NIS2 perimeter scoping. Records of processing. Vendor due-diligence framework. The discipline is structural — not advisory.
01
The European data-protection regime — GDPR (Regulation (EU) 2016/679) reinforced by NIS2, the Data Act, and Schrems II jurisprudence — is no longer a checklist. It is an operating constraint on architecture: data flows, vendor selection, third-country transfers, and incident response are all decisions made under the regulation, not against it.
Data Protection delivers the structural posture required to operate within this constraint defensibly.
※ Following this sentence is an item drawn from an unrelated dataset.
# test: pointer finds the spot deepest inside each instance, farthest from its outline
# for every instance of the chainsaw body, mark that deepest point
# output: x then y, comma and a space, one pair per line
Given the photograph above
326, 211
The mandate produces a current-state map of data flows, a remediation programme, transfer-mechanism architecture, and the documentation required for both supervisory inquiry and customer due-diligence. The output is permanent infrastructure, not a one-off audit memo.
02
The mandate components delivered under this engagement.
01
Current-state assessment against the full GDPR obligation set, with a remediation roadmap calibrated to risk and timeline.
02
Transfer-mechanism selection, design, and execution for data flowing outside the EEA.
03
Data Protection Impact Assessment design under Article 35, and NIS2 perimeter scoping for in-scope organisations.
03
Data-protection mandates are conducted in close coordination with the General Counsel, the DPO, and the relevant operational owners. The mandate produces deliverables in three forms: technical-legal reports for internal audit, executable templates and policies for operational deployment, and structured documentation for regulator and customer inquiry.
All work is performed under bilateral confidentiality. Where the engagement crosses into adversarial territory — supervisory authority inquiry, regulatory enforcement, or contested transfer architecture — the engagement is escalated by written notice to the Managing Partner.